Le tourment de la présence,
et puis celui de l'absence.


    Une journée banale apparemment. Tout à fait sans intérêt. Elle avait commencé des plus normalement possible. J'étais allé m'entraîner, comme tous les matins, pour maintenir ma forme physique, mais surtout parce que j'aimais ça. J'aimais la sensation de fierté que procure le fait d'avoir battu un adversaire, même si ce n'est qu'un être produit par la magie. J'aime sentir l'adrénaline monter alors que mes petits poings d'enfants frappent durement un pauvre sac de frappe qui n'avait rien demander. Deux heures dans cette salle sans que personne vienne me déranger. Je m'étais étiré, j'avais couru, j'avais fait quelques enchaînement qu'on m'avait appris à l'école des voleurs patentés du Lancovit avant que j'atterrisse ici. Puis au bout d'un moment, je m'étais dit qu'il était temps d'arrêter. J'avais donc rapidement pris une douche et je m'étais assis dans ma chambre, lisant un livre sur l'histoire d'Omois, en attendant que Magister me fasse demander si il avait besoin de moi, ou qu'un autre Sangrave requière mon aide pour quelconque chose. J'étais à la disponibilité de tout le monde, même si ma priorité restait le sombre seigneur. Puis j'ai appris qu'il partait pour un moment. Une petite heure sans doute, mais cela avait suffit pour alléger mon petit cœur. J'étais assez tourmenté de sa présence. Le simple fait qu'il ait droit de vie ou mort sur mon petit être devait y être pour beaucoup. Et toute la forteresse grise était totalement détendue. Le fait qu'il soit partis n'avait aucunes conséquence sur ma loyauté. Je ne risquais pas de m'enfuir.

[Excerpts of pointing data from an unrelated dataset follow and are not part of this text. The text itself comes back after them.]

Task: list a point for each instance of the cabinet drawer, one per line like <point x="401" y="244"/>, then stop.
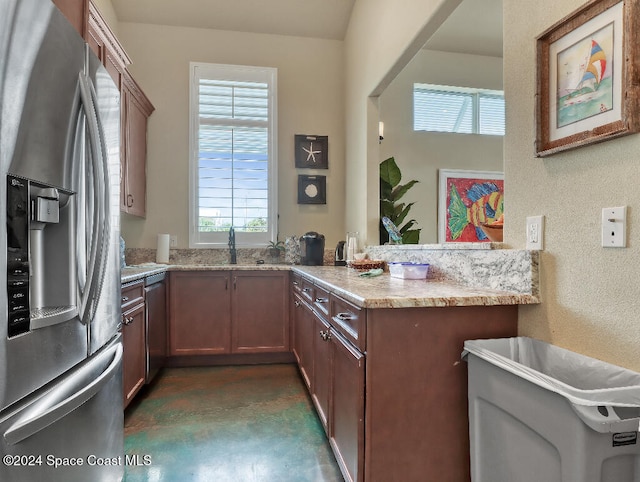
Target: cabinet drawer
<point x="349" y="320"/>
<point x="132" y="294"/>
<point x="321" y="303"/>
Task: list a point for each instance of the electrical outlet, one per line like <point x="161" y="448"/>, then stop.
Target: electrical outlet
<point x="535" y="232"/>
<point x="614" y="227"/>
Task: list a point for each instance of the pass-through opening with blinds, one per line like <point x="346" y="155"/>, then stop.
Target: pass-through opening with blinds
<point x="233" y="165"/>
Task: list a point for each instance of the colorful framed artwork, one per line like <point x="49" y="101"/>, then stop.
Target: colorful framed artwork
<point x="311" y="151"/>
<point x="312" y="189"/>
<point x="466" y="200"/>
<point x="587" y="66"/>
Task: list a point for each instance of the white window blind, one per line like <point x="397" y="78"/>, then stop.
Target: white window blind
<point x="233" y="166"/>
<point x="459" y="110"/>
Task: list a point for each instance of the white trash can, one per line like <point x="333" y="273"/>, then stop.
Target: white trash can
<point x="540" y="413"/>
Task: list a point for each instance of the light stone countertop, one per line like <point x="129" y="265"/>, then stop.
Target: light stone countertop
<point x="140" y="271"/>
<point x="386" y="292"/>
<point x="377" y="292"/>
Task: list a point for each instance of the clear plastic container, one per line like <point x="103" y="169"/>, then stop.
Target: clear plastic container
<point x="408" y="270"/>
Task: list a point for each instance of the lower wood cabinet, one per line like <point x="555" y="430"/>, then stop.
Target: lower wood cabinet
<point x="228" y="312"/>
<point x="388" y="384"/>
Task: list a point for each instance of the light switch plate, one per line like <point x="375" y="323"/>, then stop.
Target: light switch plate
<point x="614" y="227"/>
<point x="535" y="232"/>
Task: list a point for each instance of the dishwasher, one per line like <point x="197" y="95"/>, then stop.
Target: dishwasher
<point x="156" y="324"/>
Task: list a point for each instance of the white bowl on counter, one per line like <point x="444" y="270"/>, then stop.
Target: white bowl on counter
<point x="407" y="270"/>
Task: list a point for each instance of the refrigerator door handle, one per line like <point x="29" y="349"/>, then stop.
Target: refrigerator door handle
<point x="100" y="219"/>
<point x="65" y="397"/>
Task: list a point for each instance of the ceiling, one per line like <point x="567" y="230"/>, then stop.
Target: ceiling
<point x="327" y="19"/>
<point x="474" y="27"/>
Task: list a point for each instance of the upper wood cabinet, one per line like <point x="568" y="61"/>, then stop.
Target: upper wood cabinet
<point x="76" y="11"/>
<point x="135" y="111"/>
<point x="259" y="302"/>
<point x="199" y="313"/>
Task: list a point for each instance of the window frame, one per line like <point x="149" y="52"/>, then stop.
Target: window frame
<point x="474" y="93"/>
<point x="200" y="70"/>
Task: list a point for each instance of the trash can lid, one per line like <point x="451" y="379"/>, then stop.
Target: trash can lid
<point x="581" y="379"/>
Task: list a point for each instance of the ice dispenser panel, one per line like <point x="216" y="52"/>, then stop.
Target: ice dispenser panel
<point x="41" y="256"/>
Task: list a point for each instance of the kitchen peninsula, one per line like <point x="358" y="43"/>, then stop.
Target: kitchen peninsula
<point x="381" y="356"/>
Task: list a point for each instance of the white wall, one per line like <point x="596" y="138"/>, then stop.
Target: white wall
<point x="310" y="101"/>
<point x="591" y="295"/>
<point x="382" y="37"/>
<point x="420" y="154"/>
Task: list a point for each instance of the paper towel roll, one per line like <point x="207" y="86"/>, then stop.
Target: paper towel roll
<point x="162" y="251"/>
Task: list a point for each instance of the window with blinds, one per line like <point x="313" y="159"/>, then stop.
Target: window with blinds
<point x="233" y="165"/>
<point x="459" y="110"/>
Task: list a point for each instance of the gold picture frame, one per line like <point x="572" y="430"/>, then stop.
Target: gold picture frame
<point x="587" y="77"/>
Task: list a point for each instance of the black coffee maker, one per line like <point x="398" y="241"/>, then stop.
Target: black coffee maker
<point x="312" y="249"/>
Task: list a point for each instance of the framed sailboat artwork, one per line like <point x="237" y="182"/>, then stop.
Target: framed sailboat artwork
<point x="588" y="66"/>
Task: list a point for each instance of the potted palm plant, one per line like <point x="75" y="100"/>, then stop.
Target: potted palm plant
<point x="275" y="248"/>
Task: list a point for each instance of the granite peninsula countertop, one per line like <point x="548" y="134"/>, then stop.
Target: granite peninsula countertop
<point x="134" y="273"/>
<point x="386" y="292"/>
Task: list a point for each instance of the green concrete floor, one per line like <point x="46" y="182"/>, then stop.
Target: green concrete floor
<point x="227" y="424"/>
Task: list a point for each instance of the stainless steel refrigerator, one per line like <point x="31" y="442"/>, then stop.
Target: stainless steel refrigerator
<point x="60" y="351"/>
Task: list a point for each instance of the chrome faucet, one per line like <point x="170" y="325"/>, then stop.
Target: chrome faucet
<point x="232" y="245"/>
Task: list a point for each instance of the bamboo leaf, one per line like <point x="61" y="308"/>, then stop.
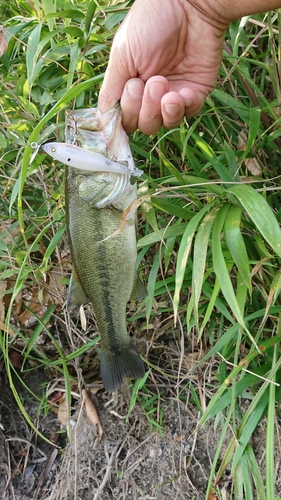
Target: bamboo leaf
<point x="199" y="260"/>
<point x="184" y="251"/>
<point x="261" y="214"/>
<point x="32" y="44"/>
<point x="236" y="245"/>
<point x="220" y="266"/>
<point x="223" y="173"/>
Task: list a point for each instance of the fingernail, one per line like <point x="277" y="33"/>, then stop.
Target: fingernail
<point x="135" y="89"/>
<point x="156" y="90"/>
<point x="188" y="102"/>
<point x="172" y="109"/>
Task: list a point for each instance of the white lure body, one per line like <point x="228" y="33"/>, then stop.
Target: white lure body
<point x="83" y="159"/>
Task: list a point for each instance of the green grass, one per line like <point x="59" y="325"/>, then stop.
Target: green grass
<point x="209" y="232"/>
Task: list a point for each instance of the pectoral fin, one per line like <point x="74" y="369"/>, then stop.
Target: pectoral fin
<point x="76" y="296"/>
<point x="139" y="291"/>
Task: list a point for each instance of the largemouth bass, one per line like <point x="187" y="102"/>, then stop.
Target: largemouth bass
<point x="103" y="248"/>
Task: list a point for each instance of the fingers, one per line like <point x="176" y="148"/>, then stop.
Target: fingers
<point x="151" y="105"/>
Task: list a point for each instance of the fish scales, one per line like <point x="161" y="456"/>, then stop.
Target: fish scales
<point x="104" y="258"/>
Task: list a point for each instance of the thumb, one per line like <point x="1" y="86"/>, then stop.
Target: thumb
<point x="112" y="87"/>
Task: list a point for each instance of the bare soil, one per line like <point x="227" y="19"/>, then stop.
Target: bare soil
<point x="143" y="456"/>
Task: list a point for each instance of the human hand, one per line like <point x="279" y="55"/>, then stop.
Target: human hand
<point x="164" y="61"/>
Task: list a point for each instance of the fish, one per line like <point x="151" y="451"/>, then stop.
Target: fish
<point x="103" y="248"/>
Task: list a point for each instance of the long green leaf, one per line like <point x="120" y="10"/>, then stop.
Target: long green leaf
<point x="220" y="266"/>
<point x="183" y="252"/>
<point x="199" y="260"/>
<point x="236" y="245"/>
<point x="261" y="214"/>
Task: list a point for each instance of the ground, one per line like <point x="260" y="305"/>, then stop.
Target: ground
<point x="144" y="454"/>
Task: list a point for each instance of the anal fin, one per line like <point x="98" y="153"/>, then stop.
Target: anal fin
<point x="139" y="291"/>
<point x="76" y="296"/>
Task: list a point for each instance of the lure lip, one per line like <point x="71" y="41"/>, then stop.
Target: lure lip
<point x="99" y="162"/>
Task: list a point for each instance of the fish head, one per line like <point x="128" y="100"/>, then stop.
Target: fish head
<point x="100" y="132"/>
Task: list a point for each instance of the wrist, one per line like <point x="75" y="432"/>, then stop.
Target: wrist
<point x="223" y="12"/>
<point x="214" y="12"/>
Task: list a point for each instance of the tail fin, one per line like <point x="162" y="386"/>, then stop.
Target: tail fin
<point x="115" y="366"/>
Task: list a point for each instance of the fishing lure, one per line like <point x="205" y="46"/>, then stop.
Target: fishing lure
<point x="74" y="156"/>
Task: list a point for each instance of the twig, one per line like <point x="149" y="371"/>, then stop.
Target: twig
<point x="107" y="472"/>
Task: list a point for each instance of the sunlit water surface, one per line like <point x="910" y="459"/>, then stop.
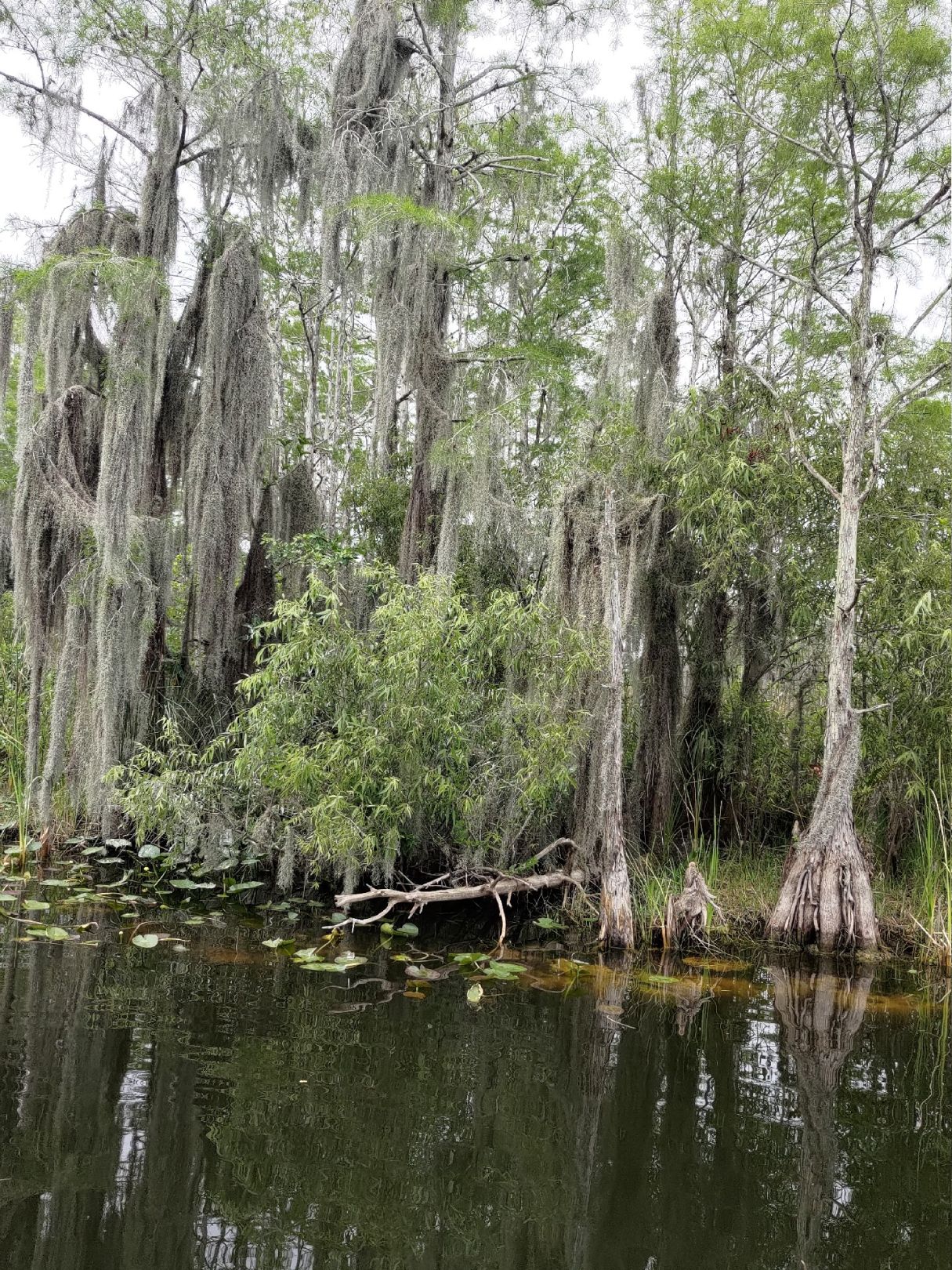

    Je ne suis qu'un enfant qui a besoin de liberté. Mais la dernière fois que j'étais partis m'avais largement suffit de leçon. Et j'apprenais assez bien de mes erreurs. De plus d'une certaine manière qui m'étais inconnu, je gardais la naïveté et l'innocence d'un enfant de 9 ans, peut être dû à mes mélanges étranges de sangs. Alors il avait su faire bouger quelques choses en moi. Et j'avais cessé de me tourmenter, pour me tourner vers lui, au lieu de lui tourner le dos. Et je me sentais tout de même soulagé. Je décidais alors de flâner dans la forteresse, ce qui m'étais rarement permis de faire. Le temps passait, les heures, s'écoulaient tranquillement mais aucune nouvelle de Magister. Il ne revenait pas. Personne ne se montrait nerveux, il allait revenir, et il fallait profiter de cette absence tant qu'on le pouvait encore. Je suis donc allé à la bibliothèque, prendre quelques livres. Oui j'aimais bien lire. Sûrement pour assouvir la curiosité dévorante qu'habitait mon corps d'enfant. J'y passais moins d'une petite heure et ramenait à ma chambre un ouvrage qui traitait de l'écriture fantastique. Je le déposais rapidement avant de sortir profiter des derniers instants de la journée.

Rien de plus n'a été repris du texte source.